Menurutnya, menjadi seorang lengger membutuhkan kesiapan tersendiri lahir dan batin. Karena stigma masyarakat umum tidak jarang menganggap menjadi lengger lanang merupakan hal yang diluar kewajaran.

ADVERTISEMENT

Sebab, saat berpentas, mereka berperilaku seperti seorang perempuan. Meski demikian, lanjutnya, hingga kini dia belum pernah mendapatkan perlakuan buruk dari masyarakat maupun penontonnya.

"Meski selama ini aman ya, tidak ada perlakuan buruk yang saya alami. Tapi menjadi lengger lanang ini siap-siap dibilang ndeso karena laki-laki berdandan layaknya perempuan," ujarnya .

Meski menjadi konsumsi masyarakat kelas bawah, lengger lanang hingga kini masih tetap eksis. Masih banyak masyarakat yang mengundang kesenian lengger lanang saat menggelar hajatan.

"Tanggapan cukup banyak, dalam sebulan saya sendiri bisa 7 sampai 8 kali," kata Piko.

"Yang mengundang paling banyak masyarakat dari kalangan biasa," tuturnya.

Dalam makalah yang disampaikan pada kegiatan Sosialisasi dan Penayangan Film Dokumenter di Kabupaten Banyumas pada 2015, Ahmad Tohari menulis akar kesenian lengger dipercaya berawal dari tradisi pemujaan terhadap Dewi Kesuburan yang dulu dilakukan oleh masyarakat Hindu.

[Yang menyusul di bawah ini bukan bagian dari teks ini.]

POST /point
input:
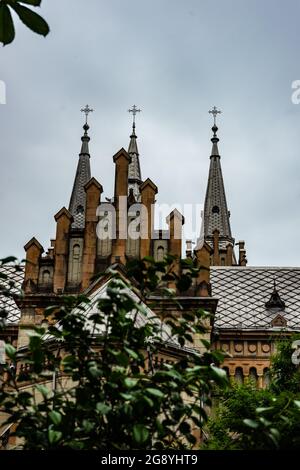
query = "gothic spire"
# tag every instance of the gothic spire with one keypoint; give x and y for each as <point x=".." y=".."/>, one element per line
<point x="83" y="175"/>
<point x="216" y="215"/>
<point x="134" y="170"/>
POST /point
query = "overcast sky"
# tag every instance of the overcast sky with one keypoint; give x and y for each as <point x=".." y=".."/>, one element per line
<point x="174" y="59"/>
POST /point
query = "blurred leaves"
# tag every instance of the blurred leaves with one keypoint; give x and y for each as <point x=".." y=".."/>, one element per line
<point x="31" y="19"/>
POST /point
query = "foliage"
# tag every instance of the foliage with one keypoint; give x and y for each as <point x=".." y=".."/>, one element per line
<point x="107" y="392"/>
<point x="31" y="19"/>
<point x="247" y="418"/>
<point x="284" y="374"/>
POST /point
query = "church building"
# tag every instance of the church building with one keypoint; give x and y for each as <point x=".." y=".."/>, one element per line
<point x="251" y="306"/>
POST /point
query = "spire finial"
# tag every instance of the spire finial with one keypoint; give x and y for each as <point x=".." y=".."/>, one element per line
<point x="214" y="111"/>
<point x="86" y="111"/>
<point x="134" y="110"/>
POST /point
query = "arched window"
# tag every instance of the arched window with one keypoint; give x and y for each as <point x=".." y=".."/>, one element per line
<point x="79" y="209"/>
<point x="46" y="277"/>
<point x="266" y="377"/>
<point x="253" y="376"/>
<point x="76" y="252"/>
<point x="239" y="376"/>
<point x="74" y="274"/>
<point x="160" y="253"/>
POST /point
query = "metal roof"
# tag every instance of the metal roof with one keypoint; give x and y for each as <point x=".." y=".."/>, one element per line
<point x="244" y="291"/>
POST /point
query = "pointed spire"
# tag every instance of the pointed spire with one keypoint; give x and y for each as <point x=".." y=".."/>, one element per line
<point x="134" y="170"/>
<point x="83" y="175"/>
<point x="215" y="215"/>
<point x="215" y="140"/>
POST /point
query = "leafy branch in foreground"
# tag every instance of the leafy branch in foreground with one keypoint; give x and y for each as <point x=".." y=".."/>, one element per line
<point x="108" y="374"/>
<point x="30" y="18"/>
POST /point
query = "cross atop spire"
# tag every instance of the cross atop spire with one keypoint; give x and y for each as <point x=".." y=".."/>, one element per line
<point x="134" y="110"/>
<point x="134" y="170"/>
<point x="86" y="111"/>
<point x="214" y="112"/>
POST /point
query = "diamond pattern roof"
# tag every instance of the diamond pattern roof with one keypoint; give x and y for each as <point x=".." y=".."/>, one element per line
<point x="6" y="302"/>
<point x="243" y="292"/>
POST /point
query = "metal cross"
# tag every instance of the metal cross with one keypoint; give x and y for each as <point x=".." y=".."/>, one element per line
<point x="214" y="112"/>
<point x="86" y="111"/>
<point x="134" y="110"/>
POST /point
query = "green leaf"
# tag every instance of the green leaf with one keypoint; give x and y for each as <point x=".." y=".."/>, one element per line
<point x="43" y="390"/>
<point x="55" y="417"/>
<point x="219" y="374"/>
<point x="7" y="33"/>
<point x="54" y="436"/>
<point x="131" y="353"/>
<point x="31" y="19"/>
<point x="264" y="409"/>
<point x="35" y="3"/>
<point x="155" y="392"/>
<point x="102" y="408"/>
<point x="252" y="424"/>
<point x="140" y="433"/>
<point x="130" y="383"/>
<point x="10" y="351"/>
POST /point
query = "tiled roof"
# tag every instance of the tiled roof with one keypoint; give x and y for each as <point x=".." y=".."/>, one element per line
<point x="8" y="303"/>
<point x="243" y="292"/>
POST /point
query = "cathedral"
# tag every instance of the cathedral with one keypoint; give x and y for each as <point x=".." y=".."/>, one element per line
<point x="251" y="306"/>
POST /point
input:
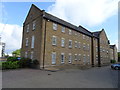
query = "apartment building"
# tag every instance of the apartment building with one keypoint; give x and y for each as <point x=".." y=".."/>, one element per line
<point x="54" y="42"/>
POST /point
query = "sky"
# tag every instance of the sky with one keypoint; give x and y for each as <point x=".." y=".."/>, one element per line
<point x="94" y="16"/>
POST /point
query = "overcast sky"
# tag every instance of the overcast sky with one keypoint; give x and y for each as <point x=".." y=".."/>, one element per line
<point x="91" y="14"/>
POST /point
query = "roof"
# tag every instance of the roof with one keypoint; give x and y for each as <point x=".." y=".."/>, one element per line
<point x="96" y="34"/>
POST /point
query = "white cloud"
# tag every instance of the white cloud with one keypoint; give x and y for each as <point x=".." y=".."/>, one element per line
<point x="85" y="12"/>
<point x="11" y="35"/>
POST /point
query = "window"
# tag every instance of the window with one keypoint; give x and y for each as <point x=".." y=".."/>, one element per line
<point x="54" y="26"/>
<point x="88" y="59"/>
<point x="70" y="32"/>
<point x="62" y="42"/>
<point x="96" y="57"/>
<point x="53" y="57"/>
<point x="62" y="57"/>
<point x="75" y="56"/>
<point x="75" y="33"/>
<point x="31" y="57"/>
<point x="26" y="54"/>
<point x="54" y="40"/>
<point x="70" y="58"/>
<point x="75" y="44"/>
<point x="84" y="46"/>
<point x="32" y="43"/>
<point x="70" y="43"/>
<point x="26" y="42"/>
<point x="79" y="57"/>
<point x="83" y="36"/>
<point x="34" y="25"/>
<point x="63" y="29"/>
<point x="79" y="45"/>
<point x="28" y="28"/>
<point x="88" y="47"/>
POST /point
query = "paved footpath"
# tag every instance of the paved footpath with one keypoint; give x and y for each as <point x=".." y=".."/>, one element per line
<point x="97" y="77"/>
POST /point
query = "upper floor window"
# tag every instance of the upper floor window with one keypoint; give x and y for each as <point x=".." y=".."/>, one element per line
<point x="83" y="36"/>
<point x="54" y="26"/>
<point x="75" y="33"/>
<point x="76" y="44"/>
<point x="62" y="42"/>
<point x="31" y="57"/>
<point x="28" y="28"/>
<point x="63" y="29"/>
<point x="70" y="43"/>
<point x="79" y="57"/>
<point x="26" y="54"/>
<point x="53" y="57"/>
<point x="75" y="56"/>
<point x="26" y="44"/>
<point x="34" y="25"/>
<point x="62" y="57"/>
<point x="70" y="32"/>
<point x="32" y="42"/>
<point x="54" y="40"/>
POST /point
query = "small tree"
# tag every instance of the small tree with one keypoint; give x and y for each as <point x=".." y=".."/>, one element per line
<point x="16" y="53"/>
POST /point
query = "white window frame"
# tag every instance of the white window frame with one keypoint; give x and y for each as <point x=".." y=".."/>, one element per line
<point x="34" y="24"/>
<point x="84" y="46"/>
<point x="54" y="26"/>
<point x="70" y="58"/>
<point x="28" y="28"/>
<point x="63" y="29"/>
<point x="76" y="44"/>
<point x="75" y="33"/>
<point x="62" y="59"/>
<point x="26" y="43"/>
<point x="53" y="58"/>
<point x="26" y="54"/>
<point x="70" y="32"/>
<point x="70" y="46"/>
<point x="76" y="57"/>
<point x="32" y="41"/>
<point x="54" y="40"/>
<point x="79" y="57"/>
<point x="32" y="55"/>
<point x="62" y="42"/>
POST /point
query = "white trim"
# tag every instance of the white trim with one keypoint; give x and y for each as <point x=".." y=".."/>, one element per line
<point x="53" y="58"/>
<point x="32" y="41"/>
<point x="62" y="61"/>
<point x="54" y="26"/>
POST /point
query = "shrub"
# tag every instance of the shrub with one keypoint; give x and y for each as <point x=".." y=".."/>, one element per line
<point x="113" y="61"/>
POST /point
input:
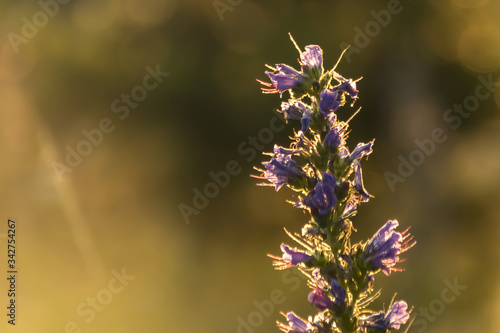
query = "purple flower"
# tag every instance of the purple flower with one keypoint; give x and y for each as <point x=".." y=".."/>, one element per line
<point x="348" y="86"/>
<point x="295" y="324"/>
<point x="297" y="110"/>
<point x="312" y="59"/>
<point x="328" y="102"/>
<point x="362" y="149"/>
<point x="306" y="120"/>
<point x="293" y="256"/>
<point x="335" y="137"/>
<point x="349" y="209"/>
<point x="338" y="293"/>
<point x="319" y="299"/>
<point x="382" y="251"/>
<point x="358" y="182"/>
<point x="283" y="78"/>
<point x="322" y="198"/>
<point x="397" y="316"/>
<point x="293" y="110"/>
<point x="281" y="169"/>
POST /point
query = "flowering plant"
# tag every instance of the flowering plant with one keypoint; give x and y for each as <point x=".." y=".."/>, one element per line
<point x="328" y="177"/>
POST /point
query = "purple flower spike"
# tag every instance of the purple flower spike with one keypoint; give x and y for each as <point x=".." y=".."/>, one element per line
<point x="362" y="149"/>
<point x="397" y="316"/>
<point x="383" y="250"/>
<point x="295" y="324"/>
<point x="358" y="182"/>
<point x="335" y="138"/>
<point x="338" y="292"/>
<point x="328" y="102"/>
<point x="306" y="120"/>
<point x="322" y="199"/>
<point x="293" y="256"/>
<point x="311" y="58"/>
<point x="281" y="169"/>
<point x="292" y="110"/>
<point x="320" y="300"/>
<point x="348" y="86"/>
<point x="284" y="78"/>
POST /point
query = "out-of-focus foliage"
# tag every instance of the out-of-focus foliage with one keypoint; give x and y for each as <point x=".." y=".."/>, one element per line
<point x="119" y="206"/>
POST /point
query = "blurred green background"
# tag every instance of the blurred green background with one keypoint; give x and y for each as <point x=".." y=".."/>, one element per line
<point x="119" y="208"/>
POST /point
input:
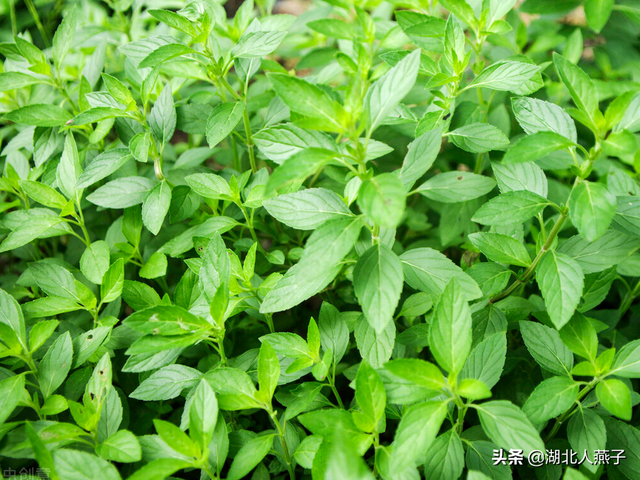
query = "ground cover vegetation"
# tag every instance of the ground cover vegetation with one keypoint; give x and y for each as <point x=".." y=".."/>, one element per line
<point x="365" y="240"/>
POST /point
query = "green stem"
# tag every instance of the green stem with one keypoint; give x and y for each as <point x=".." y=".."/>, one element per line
<point x="283" y="441"/>
<point x="562" y="418"/>
<point x="332" y="383"/>
<point x="628" y="299"/>
<point x="36" y="18"/>
<point x="247" y="131"/>
<point x="528" y="273"/>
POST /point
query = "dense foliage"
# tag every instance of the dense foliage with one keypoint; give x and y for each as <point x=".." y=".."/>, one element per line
<point x="369" y="240"/>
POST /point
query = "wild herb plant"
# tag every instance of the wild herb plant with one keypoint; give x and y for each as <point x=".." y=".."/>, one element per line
<point x="376" y="240"/>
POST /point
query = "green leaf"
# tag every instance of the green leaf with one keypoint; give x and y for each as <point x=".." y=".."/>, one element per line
<point x="416" y="432"/>
<point x="461" y="9"/>
<point x="501" y="248"/>
<point x="610" y="249"/>
<point x="257" y="44"/>
<point x="209" y="185"/>
<point x="122" y="446"/>
<point x="580" y="337"/>
<point x="280" y="142"/>
<point x="234" y="389"/>
<point x="454" y="187"/>
<point x="625" y="437"/>
<point x="117" y="89"/>
<point x="479" y="138"/>
<point x="333" y="331"/>
<point x="325" y="248"/>
<point x="333" y="28"/>
<point x="536" y="115"/>
<point x="12" y="390"/>
<point x="486" y="360"/>
<point x="55" y="365"/>
<point x="627" y="217"/>
<point x="69" y="168"/>
<point x="370" y="395"/>
<point x="54" y="280"/>
<point x="268" y="371"/>
<point x="174" y="20"/>
<point x="37" y="226"/>
<point x="385" y="94"/>
<point x="421" y="154"/>
<point x="417" y="371"/>
<point x="249" y="455"/>
<point x="111" y="287"/>
<point x="102" y="166"/>
<point x="166" y="320"/>
<point x="155" y="207"/>
<point x="122" y="192"/>
<point x="511" y="207"/>
<point x="450" y="331"/>
<point x="43" y="194"/>
<point x="176" y="438"/>
<point x="561" y="282"/>
<point x="445" y="459"/>
<point x="580" y="87"/>
<point x="374" y="347"/>
<point x="614" y="395"/>
<point x="382" y="199"/>
<point x="586" y="433"/>
<point x="63" y="37"/>
<point x="16" y="81"/>
<point x="297" y="168"/>
<point x="166" y="383"/>
<point x="521" y="176"/>
<point x="203" y="414"/>
<point x="94" y="262"/>
<point x="377" y="281"/>
<point x="11" y="315"/>
<point x="546" y="347"/>
<point x="159" y="469"/>
<point x="155" y="266"/>
<point x="551" y="398"/>
<point x="535" y="146"/>
<point x="162" y="118"/>
<point x="505" y="75"/>
<point x="97" y="114"/>
<point x="309" y="100"/>
<point x="223" y="120"/>
<point x="77" y="465"/>
<point x="40" y="115"/>
<point x="307" y="209"/>
<point x="507" y="426"/>
<point x="598" y="12"/>
<point x="592" y="208"/>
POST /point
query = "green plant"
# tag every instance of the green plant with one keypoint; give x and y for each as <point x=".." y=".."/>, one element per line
<point x="413" y="250"/>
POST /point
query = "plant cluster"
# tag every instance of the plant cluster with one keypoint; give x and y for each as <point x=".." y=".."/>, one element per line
<point x="374" y="240"/>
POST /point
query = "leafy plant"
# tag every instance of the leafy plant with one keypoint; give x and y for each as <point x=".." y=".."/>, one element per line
<point x="376" y="240"/>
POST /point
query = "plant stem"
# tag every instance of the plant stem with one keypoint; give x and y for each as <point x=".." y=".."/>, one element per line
<point x="628" y="299"/>
<point x="332" y="383"/>
<point x="528" y="273"/>
<point x="571" y="411"/>
<point x="247" y="131"/>
<point x="283" y="441"/>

"Jadi pada awalnya adalah sebuah ritus yang sakral," tulis Ahmad Tohari dalam makalah seminar yang diselenggarakan oleh Badan Pelestarian Nilai Budaya Yogyakarta itu.

Namun ritus ini kemudian berkembang di tengah para petani yang juga sangat memuja dewi kesuburan. Maka pada masa lalu tari lengger dipentaskan sebagai rasa syukur atas keberhasilan panen.

Tohari menyebut lengger lanang sebagai seni transgender yang keberadaannya telah disebut dalam Serat Centhini. Di 2015, Ahmad Tohari mencatat di Banyumas masih ada tujuh penari lengger lanang yang masih berusia muda.